THE PATH TO OBLIVION—Beauty contests recruited many of the latter-day Follies Girls. Such a one was Dorothy Knapp, "The American Venus". A convent girl—as what Follies Girl wasn't?—from Illinois, she came to New York to study art, was featured by Earl Carroll in his 1922 Vanities, and two years later, she was in the Follies. Later years have seen her fame confined to a series of law suits, an esoteric battle at a Beaux Arts ball, a mysteriously battered face.
One of the loveliest faces ever to bloom in the Follies was that of Imogene Wilson, the blonde "Bubbles". She came to New York at fourteen from a Missouri orphanage and entered the Follies via the posing route. Linked with Frank Tinney in what was the scandal of the decade, she went to Germany, changed her name to Mary Nolan and became a motion picture actress. Later, she returned to America and Hollywood. Her particular gift for tragedy followed her there, and she became implicated in a slander suit. Shunted out of pictures, she and her husband opened a dress shop which ended in a series of suits brought by their creditors—and eventual bankruptcy. Recently, Mary did a personal appearance tour of the subway-circuit.
Two other former Follies names have recently made news. Helen Lee Worthing of the cameo profile married a Negro doctor, whom she divorced not long ago and who is now suing her, in turn, to have the divorce set aside and the marriage annulled, instead. And Eva Tanguay, who "didn't care" in the Follies of 1919, was a month or so ago the beneficiary of a charity performance held in Manhattan.
THE PATH TO DEATH—When Ziegfeld brought Anna Held of the convex eyes from Paris, the song which made her the toast of New York was this:
"I'm fond of romps and games, you see,
I wish you'd come and play wiz me.
For I have such a nize leetle way wiz me,
I wish you'd come and play wiz me."
This was considered very provocative. (Remember, it was the "I love my wife, but oh you kid!" era.)

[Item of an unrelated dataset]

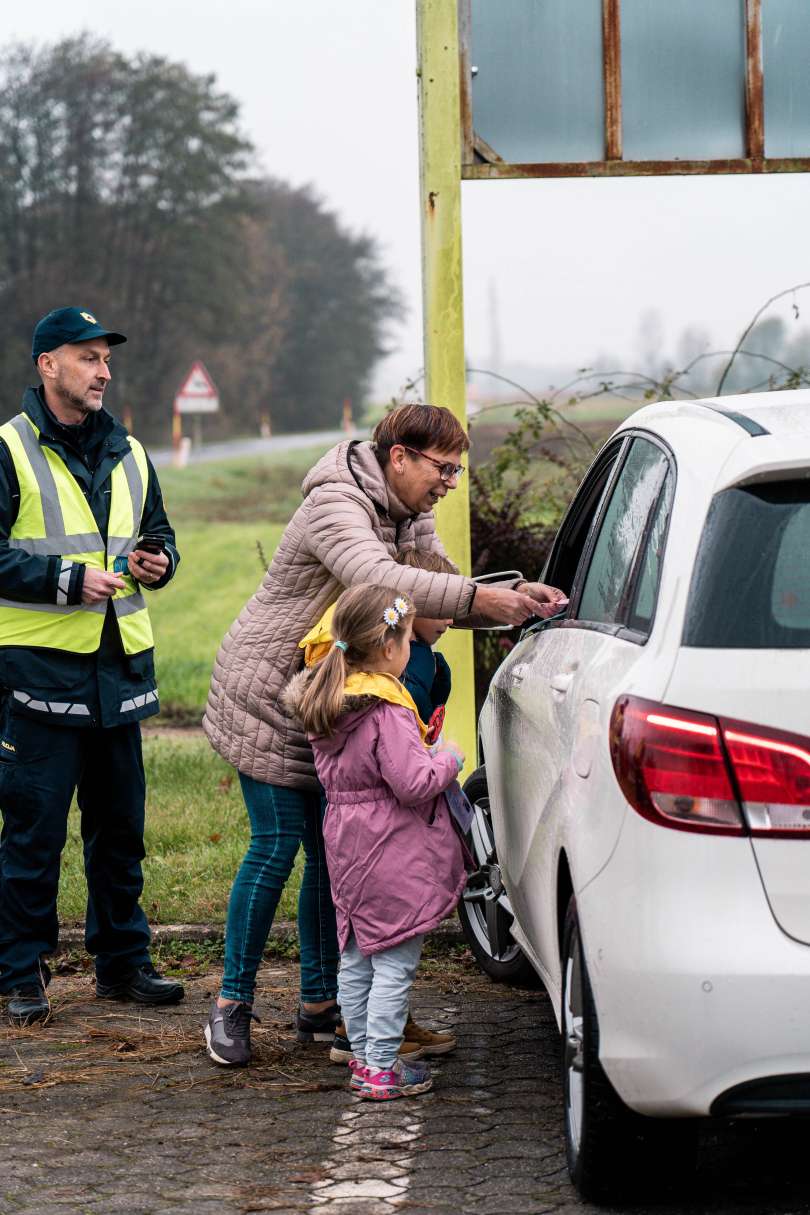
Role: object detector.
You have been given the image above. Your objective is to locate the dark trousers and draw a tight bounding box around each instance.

Anna Held was born in Paris, of Polish immigrant parents. At fourteen, she began playing tragic roles in a Yiddish theatre in London's unsavoury Whitechapel district. Later, she drifted to music-hall shows, where Ziegfeld discovered her. She married him in 1896 and divorced him in 1912. Now she is dead—and so is he—but there are many who still retain the glittering memory of her days—the story of how she chased a runaway horse on her bicycle and rescued a Brooklyn magnate pure Ziegfeld fiction -and of the times when all downtown New York traffic stood still so that Anna Held could cross the street.

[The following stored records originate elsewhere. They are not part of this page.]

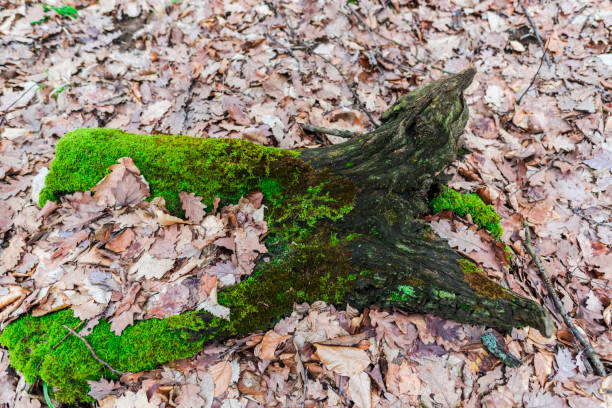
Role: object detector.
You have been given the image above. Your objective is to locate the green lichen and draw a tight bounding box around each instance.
[6,128,359,403]
[459,259,512,300]
[430,186,503,240]
[388,285,417,303]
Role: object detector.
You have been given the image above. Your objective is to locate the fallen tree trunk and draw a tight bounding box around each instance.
[3,68,552,402]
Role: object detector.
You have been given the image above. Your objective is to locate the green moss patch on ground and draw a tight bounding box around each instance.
[6,128,359,402]
[430,186,503,240]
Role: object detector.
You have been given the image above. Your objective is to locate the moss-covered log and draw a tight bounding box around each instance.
[1,68,552,402]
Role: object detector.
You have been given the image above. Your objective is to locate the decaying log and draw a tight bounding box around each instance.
[39,68,553,339]
[2,68,554,403]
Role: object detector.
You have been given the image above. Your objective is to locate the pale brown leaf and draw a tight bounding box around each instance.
[179,191,206,224]
[314,344,370,376]
[209,360,232,397]
[254,330,291,360]
[105,228,135,253]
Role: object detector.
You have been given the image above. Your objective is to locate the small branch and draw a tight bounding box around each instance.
[0,82,39,129]
[517,38,549,104]
[522,220,606,376]
[518,0,552,67]
[345,4,386,83]
[62,324,126,376]
[301,124,361,138]
[347,4,383,57]
[32,320,87,389]
[314,53,381,127]
[263,0,380,128]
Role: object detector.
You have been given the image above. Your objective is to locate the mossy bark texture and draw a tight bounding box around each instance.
[2,68,552,402]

Death came also to other lovely bearers of the Follies brand. Bessie McCoy, the original Yama Yama girl, died only a year or so ago. Martha Mansfield was burned to death, and rumor dubbed it suicide. Allyn King jumped out of a window; Lillian Lorraine of Blue Kitten faint' fell downstairs and broke her back; Helen Walsh burned to death last year in the explosion of Harry Richman's yacht; Olive Thomas found tragedy and death in Paris, at the time she was the wife of Jack Pickford; and Kay Laurel died in Paris, winning for her illegitimate son a substantial inheritance.
There they are—the three-score or more whose names have spelled beauty and the high life. They have swung in flower-wreathed swings out over the bald-headed row; they have draped themselves in "living curtains" against incredible backgrounds of Joseph Urban blue; they have pranced across the stage and kicked their heels to metronome beat. And, later, they have gone on into life—to sing, to dance, to act, to marry or to die. And always there has followed them that significant aura, that ultimate encomium: She was once a Follies Girl.